Looking at response times and the burst response of the drive, it’s easy to see why the 870 QVO feels fast. HDTune Pro reported an access time of just 0.057 ms, which is on par with what you’ll get from blisteringly quick, and very expensive, PCIe x4 drives running SLC storage (like the MP600). Response time, which is an indicator of how quickly the drive can access data, is what makes an SSD-based system feel smooth and fast. A hard disk will have a response time of around 16 ms, which is 300 times slower.
Things only start to unravel when you start transferring a tonne of data. For my tests, I transferred 170 GB of assorted images and video (a mix of files ranging from 12 MB to 16 GB in size), and about 150 GB of tiny, 1 KB files mixed in with a few larger ones.
The data was transferred to and from a Corsair MP600 PCIe Gen 4 M.2 SSD with a read/write speed of over 3,000 MB/s to ensure that there was no bottleneck on that front.
In both tests, read speeds were quite decent at about a 430 MB/s average. As expected, speeds hit SATA caps (around 550 MB/s) till about 42 GB (the size of the SLC cache), and then dropped to about 300–400 MB/s.
When writing to the disk, however, once the cache was full, speeds dropped to an abysmal 50 MB/s. This is about a third of what you’d get from an internal HDD, and still about 20–60 MB/s slower than what you’d get from an external, 5,400 rpm HDD over USB 3.0.
To sum up, in real-world use-cases, the drive doesn’t feel slow and performance won’t be a problem unless you transfer large quantities of data on a regular basis.

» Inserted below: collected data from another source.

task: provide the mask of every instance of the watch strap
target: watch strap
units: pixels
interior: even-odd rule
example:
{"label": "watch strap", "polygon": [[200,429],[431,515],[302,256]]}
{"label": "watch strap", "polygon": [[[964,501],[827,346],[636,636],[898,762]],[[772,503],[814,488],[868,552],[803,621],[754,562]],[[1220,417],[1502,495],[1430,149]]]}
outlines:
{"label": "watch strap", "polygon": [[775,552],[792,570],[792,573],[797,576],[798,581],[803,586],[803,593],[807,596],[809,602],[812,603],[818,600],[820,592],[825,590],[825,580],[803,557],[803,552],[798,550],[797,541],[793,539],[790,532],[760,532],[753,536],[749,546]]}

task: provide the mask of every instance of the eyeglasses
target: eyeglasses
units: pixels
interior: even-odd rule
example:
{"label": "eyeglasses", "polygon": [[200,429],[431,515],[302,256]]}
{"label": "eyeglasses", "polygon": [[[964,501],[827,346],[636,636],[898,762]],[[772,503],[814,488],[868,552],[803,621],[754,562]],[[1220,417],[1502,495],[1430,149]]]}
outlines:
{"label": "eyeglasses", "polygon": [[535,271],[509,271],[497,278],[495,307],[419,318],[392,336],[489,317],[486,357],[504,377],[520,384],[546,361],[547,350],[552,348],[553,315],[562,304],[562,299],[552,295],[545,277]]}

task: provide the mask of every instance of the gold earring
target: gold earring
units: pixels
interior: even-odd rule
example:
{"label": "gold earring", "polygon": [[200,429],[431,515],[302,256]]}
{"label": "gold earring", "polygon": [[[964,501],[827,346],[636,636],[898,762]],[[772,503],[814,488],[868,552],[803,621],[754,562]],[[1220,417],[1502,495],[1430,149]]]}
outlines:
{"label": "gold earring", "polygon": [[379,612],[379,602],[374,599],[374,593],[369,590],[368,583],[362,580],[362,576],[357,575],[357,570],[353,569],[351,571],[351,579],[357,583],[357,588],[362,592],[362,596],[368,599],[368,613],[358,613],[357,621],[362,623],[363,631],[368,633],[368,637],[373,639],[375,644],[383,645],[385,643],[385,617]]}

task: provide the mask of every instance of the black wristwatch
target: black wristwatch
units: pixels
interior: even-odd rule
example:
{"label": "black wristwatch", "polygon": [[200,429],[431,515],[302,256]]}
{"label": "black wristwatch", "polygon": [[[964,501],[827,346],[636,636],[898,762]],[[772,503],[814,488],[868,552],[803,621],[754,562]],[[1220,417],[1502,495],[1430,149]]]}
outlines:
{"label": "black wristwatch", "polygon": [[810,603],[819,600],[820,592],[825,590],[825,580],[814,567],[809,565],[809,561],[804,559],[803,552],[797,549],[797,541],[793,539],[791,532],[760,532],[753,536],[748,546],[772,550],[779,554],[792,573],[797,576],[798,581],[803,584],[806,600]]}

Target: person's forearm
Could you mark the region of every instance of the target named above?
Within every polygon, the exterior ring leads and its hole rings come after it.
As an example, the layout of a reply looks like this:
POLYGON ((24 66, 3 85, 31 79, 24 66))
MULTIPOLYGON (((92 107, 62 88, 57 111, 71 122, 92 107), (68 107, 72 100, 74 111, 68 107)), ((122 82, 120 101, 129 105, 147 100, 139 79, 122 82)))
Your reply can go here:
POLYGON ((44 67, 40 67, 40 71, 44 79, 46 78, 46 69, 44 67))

The 870 QVO can make sense in higher capacities
QLC drives are supposed to be terrible, but Samsung’s 870 QVO is proof that they don’t have to be. A premium controller paired with a generous amount of cache means that the performance issues of QLC aren’t apparent except in outlier cases.

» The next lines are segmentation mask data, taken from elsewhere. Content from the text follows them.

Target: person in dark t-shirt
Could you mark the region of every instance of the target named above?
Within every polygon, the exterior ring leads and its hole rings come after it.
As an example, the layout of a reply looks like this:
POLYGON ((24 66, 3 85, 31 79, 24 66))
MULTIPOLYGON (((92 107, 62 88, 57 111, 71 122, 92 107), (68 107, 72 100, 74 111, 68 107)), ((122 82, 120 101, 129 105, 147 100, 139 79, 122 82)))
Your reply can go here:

What controllers and intelligent caching can’t fix, however, is endurance.
And this is the problem. At Rs 13,000, the 1 TB 870 QVO costs the same as the 1 TB 860 Evo. On e-commerce sites, you’ll get either drive for around 10k. The Evo is a drive that will give you a 550 MB/s read/write speed across its entire capacity and offers nearly twice the write endurance and two additional years of warranty. Why would you willingly purchase the 870 QVO then?
It’s only at higher capacities that you start seeing a significant cost benefit. For example, the 2 TB QVO drive can be had for about Rs 21,000 or less, while the 2 TB 860 Evo can be had for about 28k. The price difference should increase when you hit 4 TB and 8 TB capacities, but I could not find those units in stock anywhere. The higher capacity QVO drives also have a higher endurance and a longer warranty period, but do remember that TLC drives will also offer much higher endurance as their capacity goes up.
If you’re looking for a 1 TB SSD, just buy a decent TLC drive like Samsung’s 860 Evo or Crucial’s MX500. At that capacity, there’s no cost benefit to going QLC.
For archival or bulk storage, unless you really need an SSD, don’t bother with the QVO. You can have a 4 TB HDD for the price of a 1 TB QVO SSD. A hard drive will also perform better for large data transfers, and hold its data longer.
Where does the QVO fit? For the average user, I’m honestly not sure.
If you’re looking at the 870 QVO, you…
- … require an SSD data drive.
- … require at least 2 TB of SSD storage.
- … don’t intend to write a lot of data.
- … don’t intend to move large chunks of data back and forth.
- … can’t afford TLC.
- … are willing to live with a 3-year warranty.
These are too many criteria for you or I to factor in before a purchase. Sure, a large company with a team of engineers and accountants doing a cost:benefit analysis will take the trouble to do this, but the average consumer? I hardly think so.
The Samsung 870 QVO isn’t a bad drive, but it isn’t for everyone.